Everyone is getting all het up over the governments housing affordability thread or the apartments thread, despite there being nothing much they can do about it other than whinge, yet your great info about personal finance and wellbeing is roundly uncommented on. What's up with that?

Oh look, there's an echo (you snuck in there as I was typing Ralph and ruined my little echo joke LOL - hello)

Oh, and I hope you get better soon. Perhaps the diet tips above might improve your health ;-)

I blame the Sydney germs.  Because as every corporate junkie knows, and something I learned from the only very large company I ever worked for ..
 
It doesn't matter how you play the game, it only matters how you allocate the blame.

Yes did you see Mondays Take 5 with the interesting factoids about how unhealthy the office is?

I had my boss on Friday explaining to me (at close range) that he had only managed to make it into the office all week because of a cocktail of drugs he was taking to stave off a really bad cold. I mean, hello? Eighteen sick days a year and you can't take one or two off to avoid infecting everyone else at work???

I might have to take a few days off sick with only Assassins Creed 3 to keep me company - I blame my boss.

I was in a server room in Sydney a five weeks ago with an extremely sick young woman who has been on various courses since FEB. She assured me the drugs were doing great things for her at this stage it was auto immune and she was absolutely not contagious.
 
She was a Tui sign.

Well as someone who just finished rubbard grown in his own garden - that sounds great.
As someone who had highly processed whipped cream on top - not so much!

rubarb?

LOL - but you still got it in one!

And I'm afraid I have a rather negative take on this whole idea that the most popular earn more.
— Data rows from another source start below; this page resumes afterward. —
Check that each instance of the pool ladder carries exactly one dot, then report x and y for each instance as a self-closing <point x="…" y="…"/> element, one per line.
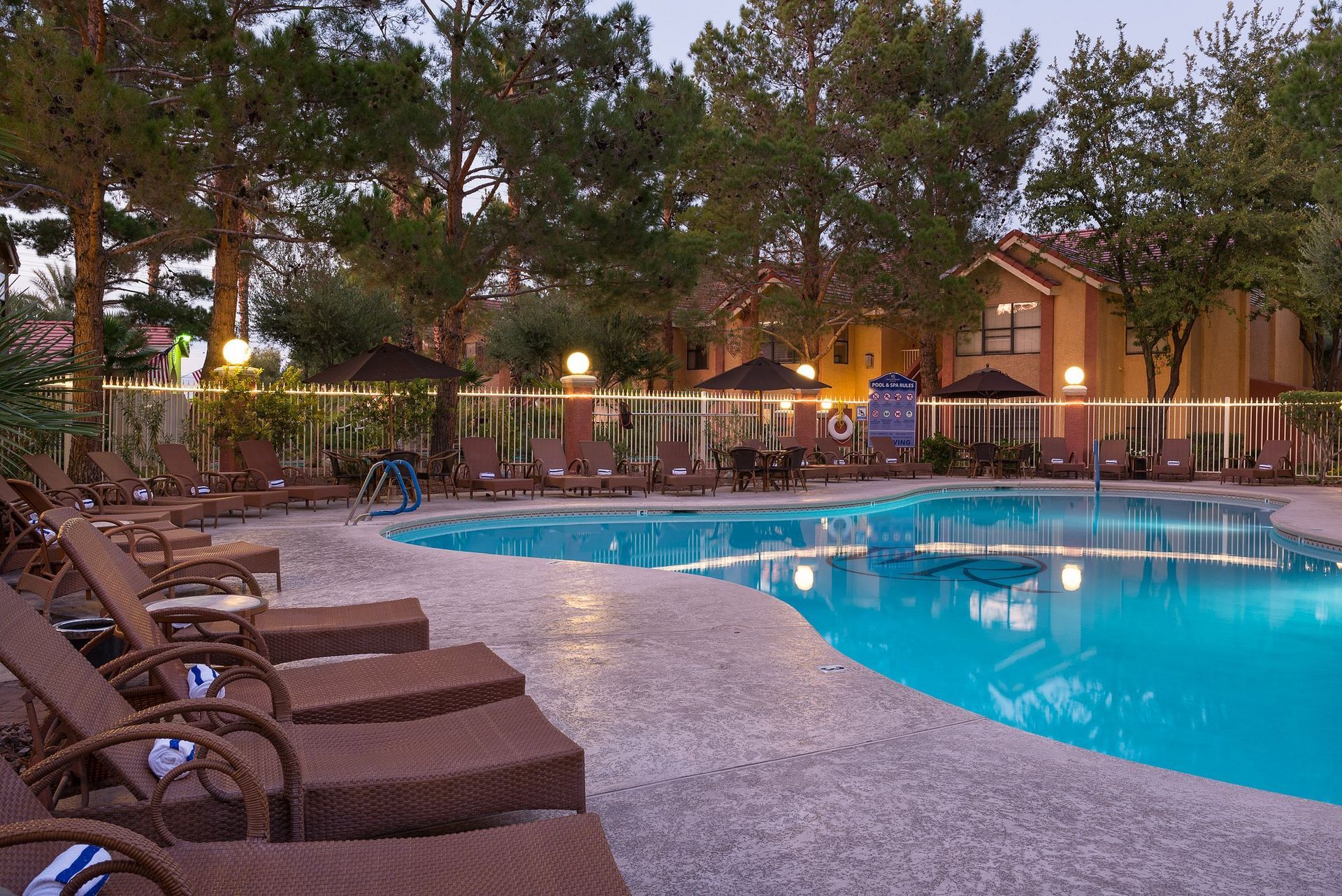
<point x="384" y="470"/>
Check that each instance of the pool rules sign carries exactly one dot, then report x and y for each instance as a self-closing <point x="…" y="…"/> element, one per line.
<point x="893" y="410"/>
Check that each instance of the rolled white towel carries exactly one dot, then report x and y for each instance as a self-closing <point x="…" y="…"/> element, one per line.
<point x="167" y="754"/>
<point x="199" y="678"/>
<point x="52" y="879"/>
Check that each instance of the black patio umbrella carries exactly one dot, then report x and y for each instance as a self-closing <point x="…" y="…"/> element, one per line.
<point x="760" y="376"/>
<point x="988" y="382"/>
<point x="387" y="364"/>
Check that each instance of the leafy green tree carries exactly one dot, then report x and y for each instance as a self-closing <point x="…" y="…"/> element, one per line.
<point x="535" y="160"/>
<point x="310" y="303"/>
<point x="1188" y="184"/>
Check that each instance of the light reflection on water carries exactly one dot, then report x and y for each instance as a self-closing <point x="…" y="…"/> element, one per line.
<point x="1172" y="632"/>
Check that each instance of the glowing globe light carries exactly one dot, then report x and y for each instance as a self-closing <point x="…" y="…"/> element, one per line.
<point x="236" y="352"/>
<point x="579" y="364"/>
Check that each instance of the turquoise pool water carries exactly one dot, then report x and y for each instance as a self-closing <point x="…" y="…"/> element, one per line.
<point x="1180" y="633"/>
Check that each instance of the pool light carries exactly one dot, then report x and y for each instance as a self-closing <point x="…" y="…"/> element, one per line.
<point x="579" y="364"/>
<point x="236" y="352"/>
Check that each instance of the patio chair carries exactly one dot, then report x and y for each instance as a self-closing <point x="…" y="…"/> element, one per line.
<point x="1113" y="458"/>
<point x="182" y="467"/>
<point x="106" y="498"/>
<point x="886" y="452"/>
<point x="321" y="781"/>
<point x="565" y="856"/>
<point x="1055" y="461"/>
<point x="984" y="458"/>
<point x="411" y="683"/>
<point x="746" y="467"/>
<point x="482" y="470"/>
<point x="552" y="470"/>
<point x="678" y="471"/>
<point x="266" y="474"/>
<point x="1174" y="461"/>
<point x="1273" y="464"/>
<point x="140" y="491"/>
<point x="599" y="461"/>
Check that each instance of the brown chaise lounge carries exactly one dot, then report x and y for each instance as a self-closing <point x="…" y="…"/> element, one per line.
<point x="482" y="470"/>
<point x="1273" y="464"/>
<point x="599" y="461"/>
<point x="368" y="688"/>
<point x="322" y="781"/>
<point x="183" y="470"/>
<point x="677" y="470"/>
<point x="1113" y="458"/>
<point x="567" y="856"/>
<point x="1174" y="461"/>
<point x="137" y="490"/>
<point x="1055" y="461"/>
<point x="552" y="470"/>
<point x="105" y="498"/>
<point x="894" y="458"/>
<point x="268" y="474"/>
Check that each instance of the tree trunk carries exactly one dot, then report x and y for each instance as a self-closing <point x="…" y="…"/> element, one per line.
<point x="90" y="261"/>
<point x="223" y="318"/>
<point x="450" y="334"/>
<point x="929" y="370"/>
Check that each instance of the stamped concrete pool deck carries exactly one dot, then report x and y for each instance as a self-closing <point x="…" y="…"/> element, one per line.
<point x="723" y="763"/>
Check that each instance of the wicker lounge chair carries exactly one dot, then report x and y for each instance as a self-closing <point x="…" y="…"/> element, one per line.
<point x="552" y="470"/>
<point x="1055" y="461"/>
<point x="674" y="456"/>
<point x="1273" y="464"/>
<point x="894" y="459"/>
<point x="183" y="470"/>
<point x="567" y="856"/>
<point x="136" y="490"/>
<point x="106" y="498"/>
<point x="1174" y="461"/>
<point x="266" y="472"/>
<point x="399" y="686"/>
<point x="599" y="461"/>
<point x="322" y="781"/>
<point x="482" y="470"/>
<point x="1113" y="458"/>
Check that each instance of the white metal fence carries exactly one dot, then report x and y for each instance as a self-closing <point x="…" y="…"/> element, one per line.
<point x="138" y="416"/>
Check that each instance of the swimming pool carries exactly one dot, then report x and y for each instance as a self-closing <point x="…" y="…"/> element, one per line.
<point x="1174" y="632"/>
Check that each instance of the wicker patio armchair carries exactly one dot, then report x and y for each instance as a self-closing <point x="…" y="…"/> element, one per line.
<point x="321" y="781"/>
<point x="567" y="856"/>
<point x="414" y="683"/>
<point x="265" y="474"/>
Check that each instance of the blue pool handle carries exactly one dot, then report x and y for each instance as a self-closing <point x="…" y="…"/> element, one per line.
<point x="395" y="468"/>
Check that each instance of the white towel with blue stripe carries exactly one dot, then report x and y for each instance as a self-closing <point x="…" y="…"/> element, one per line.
<point x="52" y="879"/>
<point x="199" y="678"/>
<point x="167" y="754"/>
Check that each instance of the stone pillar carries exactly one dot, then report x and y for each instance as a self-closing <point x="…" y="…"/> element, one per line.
<point x="805" y="417"/>
<point x="1074" y="421"/>
<point x="579" y="405"/>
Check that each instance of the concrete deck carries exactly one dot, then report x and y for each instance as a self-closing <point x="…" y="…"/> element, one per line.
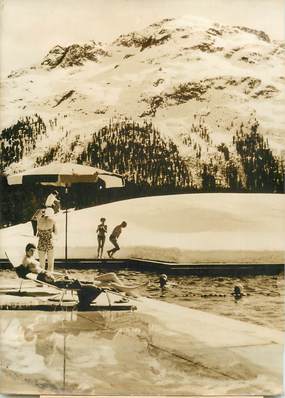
<point x="171" y="268"/>
<point x="223" y="347"/>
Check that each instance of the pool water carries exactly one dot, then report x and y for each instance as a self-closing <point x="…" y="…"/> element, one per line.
<point x="112" y="353"/>
<point x="262" y="305"/>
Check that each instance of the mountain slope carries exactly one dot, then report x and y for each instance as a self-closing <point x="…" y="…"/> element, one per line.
<point x="199" y="83"/>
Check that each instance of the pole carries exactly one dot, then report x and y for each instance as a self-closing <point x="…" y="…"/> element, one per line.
<point x="66" y="210"/>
I believe within all of us the capacity to be what we would term (in our shallow moments) 'popular'. That would be to say we could be open, generous, accepting of others, humble and gentle. But two things go wrong. Many of make very poor choices and many of us are very damaged by those around us. Some of us are confronted by both.
 
Fortunately life is very forgiving and for most of us the opportunity to get on with it remains longer than we deserve.

You are a wise man Ralph.
 

There is also some research to suggest that  taller men in particular earn more....
regards
 

There is also some research to suggest that  taller men in particular earn more....
regards
 

Thnaks on the bonds, interesting....what I didnt see comment though is what if we have deflation....at that point my simplistic view of bonds suggests a decent return.
Therisk then of course is govn default.